On the other hand, it is to our benefit to sit down and reflect after the emotional rivers are dried up and analyze our actions and reach the objective conclusions that will create a new stream of life.
It takes a big person to do this and then admit that they may have contributed to any negative fallout in a particular situation.
But it takes an even bigger person to say sorry and beg for a second chance. This opens the way for those who are at the seat of justice to consider all matters and use their discretion in determining how an accused should be dealt with.
This seems to have been the course taken and I am among those who are happy that the basketball authorities have seen it fit to redeem Shaw by reviewing his lifetime ban and reducing it to a more compassionate and reasonable sentence.
It would have been extremely harsh that one moment of impulse should cost him a career in a discipline that he obviously loves with unwavering passion.
I am not suggesting for a second that he was right to physically assault another player on a basketball court, because wrong is wrong, even if we feel at a particular moment that we were justified to retaliate because of the pressures of circumstance.
So, in Shaw’s case he committed an unsavoury act, was tried and convicted. The question always was, though, whether the sentence was justified. At the time many people believed it was too harsh.
We should also take note of the fact that members of the opposing club involved in the fracas sought mitigation on Shaw’s behalf and that had to be significant in the review of his punishment.
I would like to point out that those who are in a position to discipline others are also human and they too might on occasions come to conclusions highly influenced by emotions and that is perhaps the worst time to pass judgement on others.
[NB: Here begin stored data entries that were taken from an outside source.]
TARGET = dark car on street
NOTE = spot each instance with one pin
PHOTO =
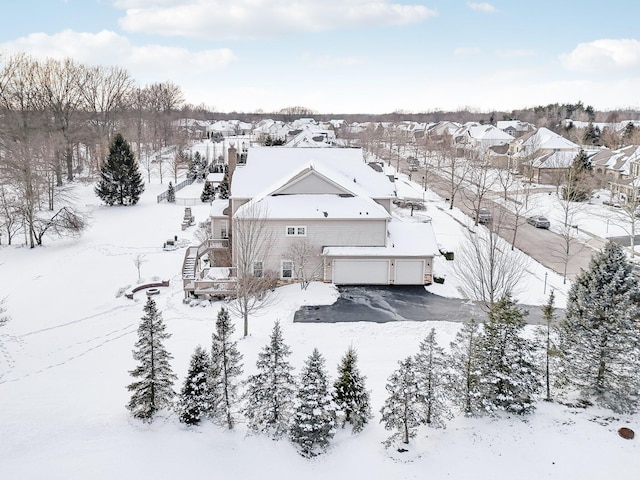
(539, 221)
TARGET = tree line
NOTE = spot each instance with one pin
(57, 119)
(492, 367)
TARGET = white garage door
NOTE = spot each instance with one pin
(409, 272)
(361, 272)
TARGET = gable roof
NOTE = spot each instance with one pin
(268, 168)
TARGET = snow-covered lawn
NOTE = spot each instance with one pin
(65, 357)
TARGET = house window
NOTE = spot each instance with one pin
(296, 231)
(257, 269)
(287, 269)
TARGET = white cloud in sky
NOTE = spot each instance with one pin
(482, 7)
(109, 48)
(518, 53)
(604, 56)
(329, 61)
(467, 51)
(231, 19)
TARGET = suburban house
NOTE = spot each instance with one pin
(314, 213)
(543, 155)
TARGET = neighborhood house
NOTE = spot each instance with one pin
(308, 213)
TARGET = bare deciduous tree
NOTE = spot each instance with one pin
(252, 242)
(306, 262)
(487, 266)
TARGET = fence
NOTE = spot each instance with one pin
(184, 183)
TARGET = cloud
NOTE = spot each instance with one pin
(604, 56)
(482, 7)
(328, 61)
(519, 53)
(109, 48)
(467, 51)
(225, 19)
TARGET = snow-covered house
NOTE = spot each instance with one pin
(330, 201)
(543, 155)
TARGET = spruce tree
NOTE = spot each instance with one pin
(314, 418)
(599, 336)
(153, 389)
(223, 188)
(464, 359)
(208, 192)
(403, 411)
(508, 373)
(171, 193)
(431, 369)
(194, 402)
(226, 368)
(350, 393)
(120, 179)
(270, 393)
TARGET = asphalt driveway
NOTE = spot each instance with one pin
(382, 304)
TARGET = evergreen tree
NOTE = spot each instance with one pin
(223, 188)
(120, 180)
(508, 372)
(577, 188)
(464, 386)
(403, 410)
(350, 394)
(314, 418)
(154, 388)
(171, 193)
(599, 336)
(208, 192)
(226, 368)
(547, 342)
(193, 404)
(431, 369)
(270, 393)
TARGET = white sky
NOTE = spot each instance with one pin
(349, 56)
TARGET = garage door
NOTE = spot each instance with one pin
(361, 272)
(409, 272)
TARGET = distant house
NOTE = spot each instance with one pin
(328, 199)
(543, 155)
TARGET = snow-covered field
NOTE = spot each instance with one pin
(66, 353)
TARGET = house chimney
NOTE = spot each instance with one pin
(233, 161)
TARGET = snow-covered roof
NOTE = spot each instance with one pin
(309, 207)
(406, 239)
(268, 166)
(545, 139)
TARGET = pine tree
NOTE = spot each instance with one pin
(403, 410)
(223, 188)
(314, 419)
(577, 188)
(154, 388)
(208, 192)
(120, 180)
(599, 336)
(226, 368)
(193, 404)
(508, 373)
(270, 393)
(464, 385)
(171, 193)
(431, 369)
(350, 393)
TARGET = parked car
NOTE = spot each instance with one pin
(484, 216)
(539, 221)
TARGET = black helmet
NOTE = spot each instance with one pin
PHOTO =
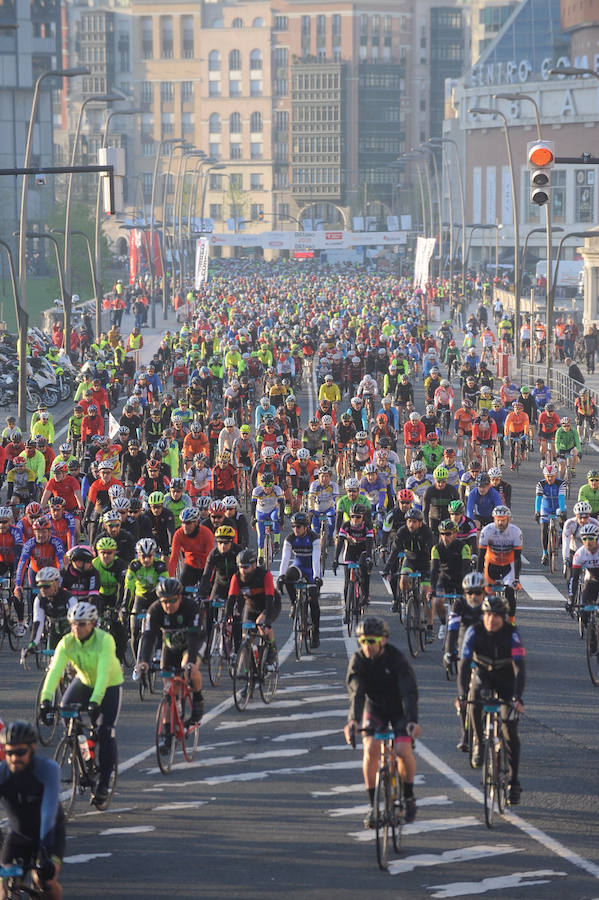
(495, 604)
(169, 587)
(374, 626)
(18, 733)
(246, 558)
(299, 519)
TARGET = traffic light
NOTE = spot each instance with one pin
(541, 159)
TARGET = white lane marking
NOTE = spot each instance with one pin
(463, 854)
(541, 589)
(421, 827)
(233, 760)
(131, 829)
(261, 720)
(84, 857)
(500, 883)
(532, 831)
(182, 804)
(266, 773)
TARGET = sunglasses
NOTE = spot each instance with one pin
(18, 751)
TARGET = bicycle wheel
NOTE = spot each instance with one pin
(45, 733)
(165, 739)
(489, 781)
(383, 812)
(592, 648)
(242, 677)
(68, 763)
(215, 660)
(269, 673)
(413, 627)
(191, 733)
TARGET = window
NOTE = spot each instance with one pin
(167, 91)
(187, 36)
(147, 92)
(584, 180)
(166, 37)
(147, 41)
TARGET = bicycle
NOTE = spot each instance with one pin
(592, 642)
(495, 773)
(416, 619)
(302, 624)
(172, 721)
(253, 667)
(220, 644)
(76, 757)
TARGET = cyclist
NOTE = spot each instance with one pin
(465, 611)
(356, 539)
(30, 792)
(300, 559)
(382, 690)
(550, 500)
(567, 443)
(176, 619)
(98, 685)
(500, 554)
(493, 659)
(450, 561)
(571, 540)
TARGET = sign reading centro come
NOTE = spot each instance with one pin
(519, 71)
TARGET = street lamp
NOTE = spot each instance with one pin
(486, 111)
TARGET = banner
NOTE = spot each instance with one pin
(202, 257)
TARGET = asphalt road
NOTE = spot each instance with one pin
(273, 803)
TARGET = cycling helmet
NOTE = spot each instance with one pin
(47, 575)
(373, 626)
(191, 513)
(83, 612)
(168, 587)
(299, 518)
(106, 544)
(495, 604)
(18, 733)
(146, 547)
(473, 581)
(246, 558)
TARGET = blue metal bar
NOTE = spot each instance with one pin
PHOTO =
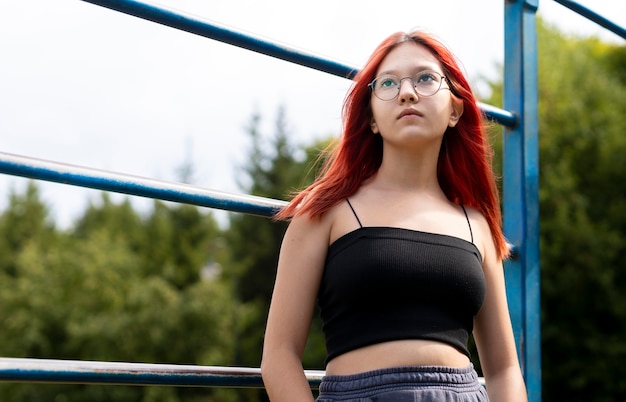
(118, 373)
(593, 16)
(521, 186)
(192, 24)
(127, 184)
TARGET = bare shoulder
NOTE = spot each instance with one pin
(483, 237)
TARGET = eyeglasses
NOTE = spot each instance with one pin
(387, 86)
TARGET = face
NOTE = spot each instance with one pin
(410, 115)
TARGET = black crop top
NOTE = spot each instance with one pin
(383, 284)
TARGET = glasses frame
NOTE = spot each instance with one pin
(413, 78)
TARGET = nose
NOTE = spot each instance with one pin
(407, 91)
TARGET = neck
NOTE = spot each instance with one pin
(408, 171)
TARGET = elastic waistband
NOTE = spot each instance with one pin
(462, 379)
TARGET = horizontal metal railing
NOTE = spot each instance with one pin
(192, 24)
(122, 373)
(58, 172)
(593, 16)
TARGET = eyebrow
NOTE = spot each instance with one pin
(417, 70)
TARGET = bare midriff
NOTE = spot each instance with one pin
(396, 354)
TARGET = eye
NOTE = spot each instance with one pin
(427, 77)
(387, 81)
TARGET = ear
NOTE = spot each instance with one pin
(457, 111)
(374, 126)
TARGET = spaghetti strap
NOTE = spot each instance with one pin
(468, 223)
(354, 212)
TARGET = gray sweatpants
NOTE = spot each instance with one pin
(405, 384)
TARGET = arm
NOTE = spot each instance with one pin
(300, 268)
(493, 334)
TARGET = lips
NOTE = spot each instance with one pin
(409, 112)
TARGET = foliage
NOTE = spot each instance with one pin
(100, 294)
(582, 122)
(274, 169)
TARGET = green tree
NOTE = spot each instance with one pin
(275, 168)
(91, 297)
(582, 122)
(25, 220)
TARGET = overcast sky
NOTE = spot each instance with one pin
(85, 85)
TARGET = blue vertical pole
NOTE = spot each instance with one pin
(521, 186)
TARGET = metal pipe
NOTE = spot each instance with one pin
(135, 185)
(121, 373)
(593, 16)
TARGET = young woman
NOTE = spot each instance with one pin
(400, 244)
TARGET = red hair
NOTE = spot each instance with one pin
(464, 168)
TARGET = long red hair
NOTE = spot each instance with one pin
(464, 168)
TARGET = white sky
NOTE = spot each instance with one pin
(85, 85)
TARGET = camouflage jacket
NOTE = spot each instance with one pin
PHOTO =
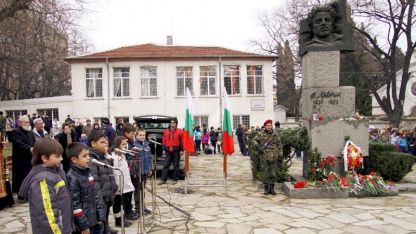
(270, 143)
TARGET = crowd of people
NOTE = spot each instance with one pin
(403, 139)
(59, 169)
(66, 190)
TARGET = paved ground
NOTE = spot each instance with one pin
(243, 209)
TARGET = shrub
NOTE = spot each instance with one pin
(390, 165)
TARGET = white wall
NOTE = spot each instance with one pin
(166, 103)
(63, 103)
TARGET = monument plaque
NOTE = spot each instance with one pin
(328, 107)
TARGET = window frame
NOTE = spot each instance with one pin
(255, 76)
(148, 78)
(208, 77)
(198, 120)
(94, 82)
(15, 113)
(123, 80)
(185, 78)
(233, 78)
(241, 119)
(54, 113)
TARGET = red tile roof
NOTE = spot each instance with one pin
(152, 51)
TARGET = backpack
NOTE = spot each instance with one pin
(208, 150)
(205, 138)
(134, 167)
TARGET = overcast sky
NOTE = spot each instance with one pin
(226, 23)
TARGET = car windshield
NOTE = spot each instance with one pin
(154, 125)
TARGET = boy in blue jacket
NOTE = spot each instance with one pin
(145, 158)
(46, 189)
(88, 207)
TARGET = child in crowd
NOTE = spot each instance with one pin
(87, 203)
(83, 139)
(129, 133)
(145, 159)
(46, 189)
(104, 176)
(125, 186)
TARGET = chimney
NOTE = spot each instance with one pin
(169, 40)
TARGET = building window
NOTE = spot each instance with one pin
(413, 89)
(121, 76)
(94, 77)
(254, 80)
(207, 80)
(121, 119)
(244, 120)
(232, 79)
(148, 80)
(200, 120)
(51, 113)
(183, 80)
(15, 114)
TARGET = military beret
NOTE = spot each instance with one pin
(269, 121)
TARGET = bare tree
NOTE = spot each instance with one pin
(34, 43)
(281, 27)
(387, 26)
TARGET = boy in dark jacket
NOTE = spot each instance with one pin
(45, 187)
(145, 159)
(87, 203)
(104, 176)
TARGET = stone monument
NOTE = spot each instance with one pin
(328, 108)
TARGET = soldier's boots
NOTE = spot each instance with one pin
(271, 189)
(266, 189)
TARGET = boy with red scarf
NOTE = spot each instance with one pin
(172, 147)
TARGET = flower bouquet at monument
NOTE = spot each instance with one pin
(353, 157)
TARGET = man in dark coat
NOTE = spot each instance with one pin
(22, 139)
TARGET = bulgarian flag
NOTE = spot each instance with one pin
(188, 137)
(227, 130)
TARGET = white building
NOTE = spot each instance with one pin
(150, 79)
(409, 105)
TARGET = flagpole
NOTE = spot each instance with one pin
(186, 171)
(225, 171)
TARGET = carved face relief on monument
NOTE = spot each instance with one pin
(326, 28)
(322, 25)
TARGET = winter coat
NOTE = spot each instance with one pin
(213, 135)
(38, 136)
(63, 140)
(145, 156)
(110, 133)
(104, 176)
(9, 124)
(120, 162)
(205, 138)
(87, 203)
(56, 127)
(50, 203)
(172, 139)
(87, 129)
(22, 141)
(197, 135)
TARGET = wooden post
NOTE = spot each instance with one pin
(225, 166)
(186, 164)
(186, 172)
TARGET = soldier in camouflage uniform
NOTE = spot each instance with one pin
(269, 147)
(252, 153)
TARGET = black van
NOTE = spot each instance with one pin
(155, 125)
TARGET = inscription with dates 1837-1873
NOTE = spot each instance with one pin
(324, 97)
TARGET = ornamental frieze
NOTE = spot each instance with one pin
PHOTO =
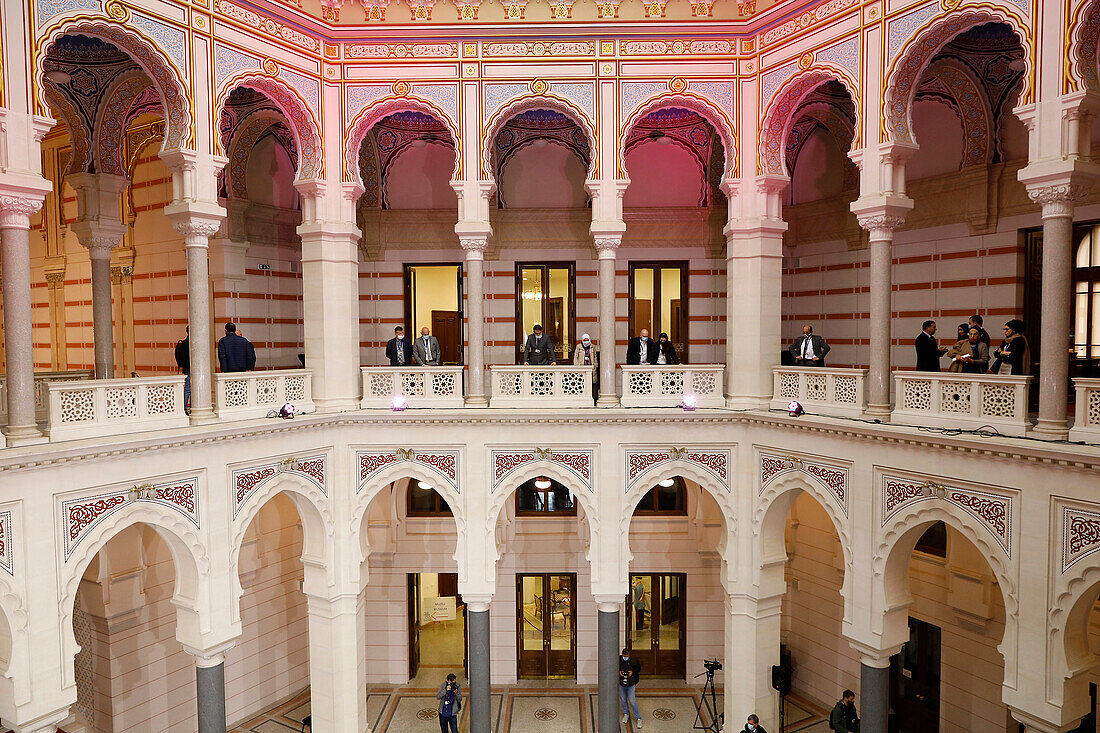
(246, 480)
(443, 462)
(578, 462)
(714, 461)
(994, 512)
(833, 477)
(79, 515)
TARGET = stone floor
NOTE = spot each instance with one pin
(561, 707)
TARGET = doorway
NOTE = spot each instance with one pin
(546, 622)
(437, 625)
(914, 680)
(657, 627)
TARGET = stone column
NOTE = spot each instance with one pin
(474, 248)
(1057, 305)
(210, 688)
(481, 713)
(338, 663)
(15, 212)
(607, 655)
(880, 227)
(606, 247)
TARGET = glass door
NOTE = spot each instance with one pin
(545, 295)
(657, 623)
(546, 625)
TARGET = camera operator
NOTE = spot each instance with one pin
(629, 669)
(450, 703)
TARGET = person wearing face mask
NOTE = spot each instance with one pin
(629, 669)
(754, 725)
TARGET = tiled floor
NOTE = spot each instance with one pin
(561, 707)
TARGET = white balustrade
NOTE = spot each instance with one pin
(41, 394)
(649, 385)
(948, 400)
(837, 392)
(418, 386)
(99, 407)
(541, 386)
(246, 395)
(1087, 420)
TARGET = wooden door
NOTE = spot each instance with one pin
(546, 613)
(914, 680)
(657, 623)
(414, 599)
(447, 327)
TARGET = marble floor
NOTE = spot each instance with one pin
(558, 707)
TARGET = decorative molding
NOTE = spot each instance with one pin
(1080, 535)
(245, 481)
(446, 463)
(80, 514)
(833, 477)
(716, 462)
(578, 462)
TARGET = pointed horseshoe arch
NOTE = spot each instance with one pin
(780, 116)
(166, 78)
(704, 108)
(300, 120)
(917, 53)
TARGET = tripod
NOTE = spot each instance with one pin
(711, 720)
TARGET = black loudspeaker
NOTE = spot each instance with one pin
(781, 673)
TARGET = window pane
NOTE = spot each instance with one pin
(558, 316)
(530, 293)
(642, 301)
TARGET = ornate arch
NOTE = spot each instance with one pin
(190, 560)
(547, 101)
(369, 117)
(111, 120)
(1084, 40)
(244, 138)
(79, 134)
(782, 109)
(919, 51)
(301, 122)
(166, 78)
(972, 108)
(704, 108)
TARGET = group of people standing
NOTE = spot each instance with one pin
(972, 351)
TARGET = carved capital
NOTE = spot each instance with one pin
(15, 211)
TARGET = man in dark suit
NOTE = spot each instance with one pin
(399, 349)
(809, 350)
(641, 349)
(927, 351)
(539, 349)
(235, 353)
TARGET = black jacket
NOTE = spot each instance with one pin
(184, 356)
(392, 351)
(235, 353)
(634, 354)
(927, 352)
(629, 670)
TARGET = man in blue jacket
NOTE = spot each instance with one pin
(235, 352)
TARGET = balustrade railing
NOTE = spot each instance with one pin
(97, 407)
(948, 400)
(1087, 418)
(838, 392)
(41, 395)
(246, 395)
(668, 385)
(414, 386)
(541, 386)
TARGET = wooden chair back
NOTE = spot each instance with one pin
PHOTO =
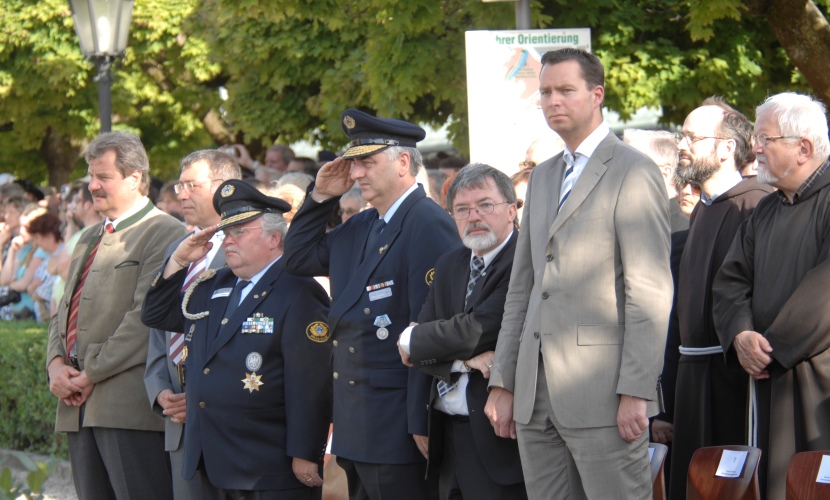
(703, 484)
(802, 474)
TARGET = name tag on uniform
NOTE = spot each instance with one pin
(380, 294)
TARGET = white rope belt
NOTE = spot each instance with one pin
(700, 351)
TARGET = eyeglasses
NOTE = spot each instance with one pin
(462, 213)
(762, 139)
(691, 138)
(191, 185)
(237, 232)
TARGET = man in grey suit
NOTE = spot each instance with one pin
(201, 173)
(581, 343)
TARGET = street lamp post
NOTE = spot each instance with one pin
(103, 27)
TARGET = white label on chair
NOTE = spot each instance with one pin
(731, 463)
(824, 470)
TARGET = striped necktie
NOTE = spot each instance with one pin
(75, 303)
(570, 178)
(177, 338)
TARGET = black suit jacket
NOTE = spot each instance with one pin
(447, 331)
(248, 437)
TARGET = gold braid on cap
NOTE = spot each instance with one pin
(210, 273)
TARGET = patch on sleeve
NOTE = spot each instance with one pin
(318, 331)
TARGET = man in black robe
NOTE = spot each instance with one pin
(710, 398)
(771, 293)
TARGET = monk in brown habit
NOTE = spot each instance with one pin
(771, 293)
(710, 402)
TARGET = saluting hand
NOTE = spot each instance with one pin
(333, 179)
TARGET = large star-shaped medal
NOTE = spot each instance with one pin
(252, 382)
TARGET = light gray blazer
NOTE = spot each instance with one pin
(590, 287)
(161, 373)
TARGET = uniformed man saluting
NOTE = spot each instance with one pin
(257, 355)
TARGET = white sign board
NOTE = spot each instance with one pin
(503, 91)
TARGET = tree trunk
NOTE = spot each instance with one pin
(805, 34)
(59, 154)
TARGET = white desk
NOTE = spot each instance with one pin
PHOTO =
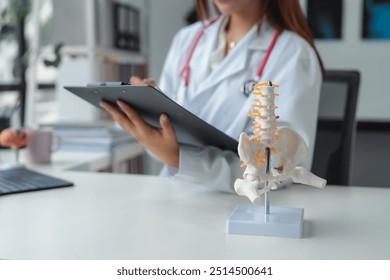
(111, 216)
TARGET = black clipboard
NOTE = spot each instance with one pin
(150, 103)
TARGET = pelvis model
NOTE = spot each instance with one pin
(284, 144)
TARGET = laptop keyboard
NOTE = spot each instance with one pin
(20, 179)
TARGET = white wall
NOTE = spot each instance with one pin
(371, 58)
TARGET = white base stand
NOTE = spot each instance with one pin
(280, 222)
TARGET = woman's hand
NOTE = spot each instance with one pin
(160, 141)
(134, 80)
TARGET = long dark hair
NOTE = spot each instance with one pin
(281, 14)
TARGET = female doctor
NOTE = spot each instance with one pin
(209, 69)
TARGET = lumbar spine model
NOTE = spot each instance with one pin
(282, 142)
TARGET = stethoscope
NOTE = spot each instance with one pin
(248, 85)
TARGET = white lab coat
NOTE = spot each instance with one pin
(216, 96)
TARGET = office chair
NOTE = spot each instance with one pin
(336, 127)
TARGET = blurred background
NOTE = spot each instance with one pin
(46, 44)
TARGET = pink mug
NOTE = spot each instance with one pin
(40, 145)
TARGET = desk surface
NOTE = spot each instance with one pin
(111, 216)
There is a distinct possibility that their own judgement can be flawed depending on how much publicity the case was given and public expectations on what the outcome should be. This could induce additional pressures to make a decision that pleases the majority.
Again, I’m not stating emphatically that that was the situation in Shaw’s case but the possibility exists because of the human factor involved.
Not only that, I think those who sanctioned him must have asked themselves in a quiet moment what would happen to someone so young if he wasn’t permitted any longer to be constructively engaged in something he loves doing.
Would it rest on their conscience if, God forbid, Shaw allowed the devil to find work for his idle hands and bad got worse?
While we should never encourage indiscipline in any form we must also assess the possible consequences for someone’s life especially if that person didn’t commit an offence worthy of an extravagant punishment.
It’s enough to say that Shaw showed remorse and has been given a second chance to resume playing much sooner than he anticipated.
On another matter, I hope the basketball authorities seek opportunities to find competition for our national teams even though this year’s Caribbean Championships have been cancelled. Maybe, a weekend two-match series against one of our Caribbean neighbours can be arranged.
No national team should go a year without tasting competition that can serve to indicate where they are at on the developmental scale.